What Energy Efficiency Jobs Will Look Like In Ten Years
Energy efficiency has long been cited as the quickest and most affordable way to create jobs, reduce pollution, and expand energy independence. The impact of energy efficiency is huge: in the last four decades, energy efficiency has satisfied more energy demand than oil, gas, and nuclear combined. But energy efficiency doesn’t happen on its own. You need people working day in, day out to create systems that use energy more effectively than ever before.
Nearly every industry is significantly affected by energy efficiency, so there are a lot of energy efficiency jobs out there. In fact, energy efficiency is accounts for more jobs in the U.S.
clean energy economy than any other category. Nationwide, 1.9 million people are employed in jobs directly related to energy efficiency. And energy efficiency jobs are expected to grow substantially over the next decade.
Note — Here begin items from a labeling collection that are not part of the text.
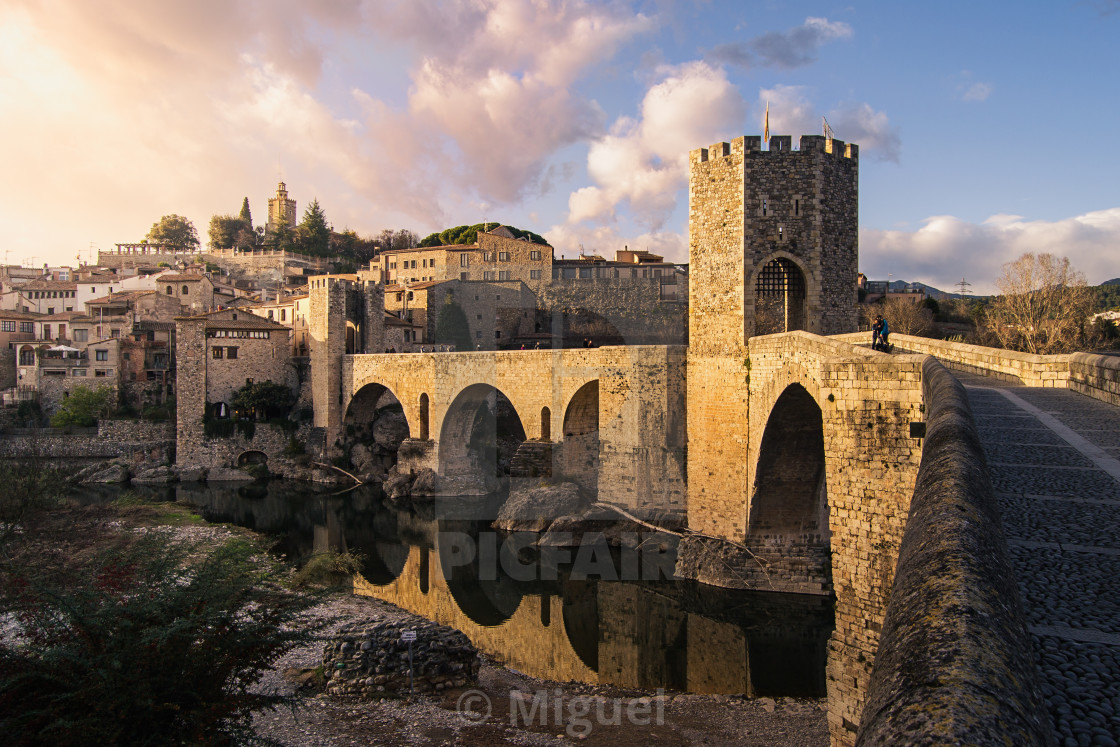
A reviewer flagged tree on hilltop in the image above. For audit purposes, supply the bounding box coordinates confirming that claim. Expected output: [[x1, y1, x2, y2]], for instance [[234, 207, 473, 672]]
[[144, 214, 198, 249], [207, 215, 252, 249], [296, 198, 330, 256], [419, 222, 549, 246], [377, 228, 420, 252], [987, 252, 1096, 355], [330, 228, 377, 264]]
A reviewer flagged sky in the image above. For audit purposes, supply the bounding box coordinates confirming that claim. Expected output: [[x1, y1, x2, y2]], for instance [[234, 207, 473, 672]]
[[0, 0, 1120, 293]]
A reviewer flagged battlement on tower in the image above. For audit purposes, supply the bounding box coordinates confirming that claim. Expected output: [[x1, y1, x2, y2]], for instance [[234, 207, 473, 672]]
[[689, 134, 859, 164]]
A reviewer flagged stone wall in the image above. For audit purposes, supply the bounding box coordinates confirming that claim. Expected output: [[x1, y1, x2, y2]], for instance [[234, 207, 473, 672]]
[[203, 329, 297, 404], [0, 348, 18, 389], [855, 360, 1054, 745], [1068, 353, 1120, 405], [323, 617, 483, 698], [743, 332, 925, 745], [832, 332, 1070, 389], [176, 422, 311, 469], [97, 420, 175, 441], [0, 420, 175, 465]]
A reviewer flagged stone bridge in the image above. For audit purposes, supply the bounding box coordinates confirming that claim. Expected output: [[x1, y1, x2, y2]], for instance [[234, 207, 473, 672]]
[[312, 306, 927, 743], [327, 346, 687, 516]]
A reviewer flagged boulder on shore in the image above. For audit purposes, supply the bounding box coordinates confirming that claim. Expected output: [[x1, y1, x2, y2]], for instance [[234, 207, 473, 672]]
[[492, 483, 588, 532], [206, 467, 255, 483], [82, 464, 129, 483], [132, 466, 179, 485]]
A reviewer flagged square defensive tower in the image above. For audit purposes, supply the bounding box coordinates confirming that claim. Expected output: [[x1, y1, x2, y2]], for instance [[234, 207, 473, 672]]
[[689, 136, 859, 355]]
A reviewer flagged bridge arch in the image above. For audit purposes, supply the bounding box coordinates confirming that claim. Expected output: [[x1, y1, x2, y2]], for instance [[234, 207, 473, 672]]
[[342, 382, 412, 474], [561, 379, 599, 498], [747, 251, 820, 335], [439, 383, 525, 492], [747, 383, 829, 547]]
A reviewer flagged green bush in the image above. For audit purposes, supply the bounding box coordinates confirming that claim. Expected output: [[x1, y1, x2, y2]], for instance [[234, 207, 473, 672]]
[[291, 551, 365, 589], [0, 535, 321, 745], [50, 384, 112, 428]]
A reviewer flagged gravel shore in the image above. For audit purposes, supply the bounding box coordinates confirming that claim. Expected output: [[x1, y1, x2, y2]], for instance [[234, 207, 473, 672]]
[[254, 595, 828, 747]]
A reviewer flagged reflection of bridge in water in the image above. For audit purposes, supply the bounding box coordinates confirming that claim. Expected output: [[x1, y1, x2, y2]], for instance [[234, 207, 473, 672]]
[[355, 522, 832, 697]]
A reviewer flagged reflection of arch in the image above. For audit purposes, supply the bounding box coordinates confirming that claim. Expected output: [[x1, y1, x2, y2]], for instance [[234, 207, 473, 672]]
[[237, 450, 269, 467], [747, 384, 829, 545], [754, 256, 808, 335], [362, 540, 411, 586], [439, 532, 522, 627], [420, 394, 429, 441], [439, 384, 525, 479], [562, 580, 599, 672], [346, 321, 357, 355], [561, 379, 599, 497], [419, 548, 431, 594]]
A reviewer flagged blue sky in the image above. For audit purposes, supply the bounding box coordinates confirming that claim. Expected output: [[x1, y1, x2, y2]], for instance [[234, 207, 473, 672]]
[[0, 0, 1120, 292]]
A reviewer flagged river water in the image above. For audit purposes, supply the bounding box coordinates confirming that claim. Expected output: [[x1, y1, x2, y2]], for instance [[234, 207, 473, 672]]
[[82, 480, 833, 697]]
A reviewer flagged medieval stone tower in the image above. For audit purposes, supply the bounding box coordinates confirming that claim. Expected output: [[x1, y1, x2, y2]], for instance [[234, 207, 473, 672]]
[[265, 181, 296, 233], [687, 136, 859, 541], [689, 136, 859, 352]]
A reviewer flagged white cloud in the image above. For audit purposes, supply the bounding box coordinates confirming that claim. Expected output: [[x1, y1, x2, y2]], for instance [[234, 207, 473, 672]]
[[758, 85, 902, 162], [543, 224, 689, 262], [410, 0, 652, 202], [0, 0, 654, 259], [568, 62, 746, 231], [860, 207, 1120, 295], [709, 17, 852, 69], [961, 83, 991, 101]]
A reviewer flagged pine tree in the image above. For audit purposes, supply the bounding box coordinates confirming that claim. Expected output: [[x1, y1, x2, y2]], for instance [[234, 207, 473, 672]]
[[299, 198, 330, 256]]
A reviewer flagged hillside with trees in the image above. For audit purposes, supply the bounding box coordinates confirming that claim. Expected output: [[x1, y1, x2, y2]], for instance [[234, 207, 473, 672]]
[[419, 222, 549, 246]]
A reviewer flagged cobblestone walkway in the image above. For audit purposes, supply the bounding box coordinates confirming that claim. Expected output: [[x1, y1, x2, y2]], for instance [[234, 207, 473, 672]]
[[960, 375, 1120, 747]]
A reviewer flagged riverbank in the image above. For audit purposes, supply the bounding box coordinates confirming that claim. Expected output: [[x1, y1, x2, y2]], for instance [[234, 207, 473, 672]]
[[6, 492, 828, 746]]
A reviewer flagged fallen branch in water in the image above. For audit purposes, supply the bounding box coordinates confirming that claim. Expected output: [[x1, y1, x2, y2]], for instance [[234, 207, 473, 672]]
[[311, 461, 365, 485]]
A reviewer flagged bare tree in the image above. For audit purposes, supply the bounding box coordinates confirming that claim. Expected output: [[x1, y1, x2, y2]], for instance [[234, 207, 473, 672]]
[[988, 252, 1094, 354], [880, 298, 933, 335]]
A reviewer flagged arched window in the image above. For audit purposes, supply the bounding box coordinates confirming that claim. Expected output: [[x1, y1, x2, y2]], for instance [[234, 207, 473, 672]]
[[420, 394, 428, 441], [541, 408, 552, 441]]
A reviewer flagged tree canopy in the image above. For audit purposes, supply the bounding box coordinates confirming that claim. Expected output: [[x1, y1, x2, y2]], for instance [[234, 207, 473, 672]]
[[230, 381, 295, 419], [50, 384, 112, 428], [988, 252, 1096, 354], [147, 214, 198, 249], [296, 199, 330, 256], [207, 215, 255, 249], [237, 197, 253, 225], [419, 222, 549, 246]]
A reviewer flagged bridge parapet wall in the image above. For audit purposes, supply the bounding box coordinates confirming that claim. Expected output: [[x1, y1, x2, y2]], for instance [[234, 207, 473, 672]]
[[851, 358, 1053, 746], [830, 332, 1070, 389], [739, 332, 927, 745], [1070, 353, 1120, 405]]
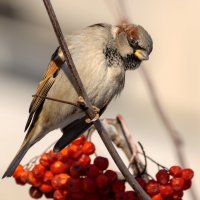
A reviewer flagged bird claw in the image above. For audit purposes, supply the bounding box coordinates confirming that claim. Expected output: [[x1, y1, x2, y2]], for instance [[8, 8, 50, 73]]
[[85, 113, 99, 124], [85, 106, 100, 124]]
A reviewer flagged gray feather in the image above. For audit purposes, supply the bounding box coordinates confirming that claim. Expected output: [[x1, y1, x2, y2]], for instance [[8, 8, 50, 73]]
[[2, 143, 30, 178]]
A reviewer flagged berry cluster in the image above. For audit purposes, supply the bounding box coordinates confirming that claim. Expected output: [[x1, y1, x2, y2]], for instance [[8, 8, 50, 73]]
[[13, 136, 136, 200], [144, 166, 194, 200], [13, 136, 194, 200]]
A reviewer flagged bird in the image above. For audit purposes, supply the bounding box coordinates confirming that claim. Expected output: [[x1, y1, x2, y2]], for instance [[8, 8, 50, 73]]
[[2, 23, 153, 178]]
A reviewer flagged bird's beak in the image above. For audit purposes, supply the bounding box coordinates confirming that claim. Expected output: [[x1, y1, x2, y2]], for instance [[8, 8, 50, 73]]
[[134, 49, 149, 61]]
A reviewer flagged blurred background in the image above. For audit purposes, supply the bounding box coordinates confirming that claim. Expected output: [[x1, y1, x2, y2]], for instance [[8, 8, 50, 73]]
[[0, 0, 200, 200]]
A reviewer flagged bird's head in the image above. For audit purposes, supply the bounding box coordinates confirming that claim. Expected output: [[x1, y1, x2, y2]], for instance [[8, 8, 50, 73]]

The energy efficiency jobs of the future are just around the corner. But first, let’s take a step back and look at what energy efficiency really means.
Energy efficiency helps industries, entrepreneurs, and even ordinary consumers to squeeze more productivity out of the same amount or less energy than was possible in the past. In essence, energy efficiency is about doing more with less.
One of the most famous examples of a more energy more energy efficient product is the Toyota Prius. As the first mass-market hybrid automobile, the Prius could drive as many miles as its competitors with far less gasoline. Saving money on gasoline and producing less climate pollution were attractive features that drew consumers to make the Toyota Prius a bestseller.
But most energy efficiency innovations are far less flashy than a new car. From washing machines to refrigerators, nearly any appliance you can think of has been improved engineering innovations that massively decrease their energy consumption while maintaining their usefulness to the consumer. And it’s not just machines either – energy efficiency can even mean better insulation of homes and buildings and consultation relating to organization design, behavior modification, and best practices.
Energy Efficiency Jobs Today
Heating, ventilation, and air conditioning (HVAC) companies employ engineers, designers, consultants, installers and other workers who create, build and implement energy efficient HVAC systems.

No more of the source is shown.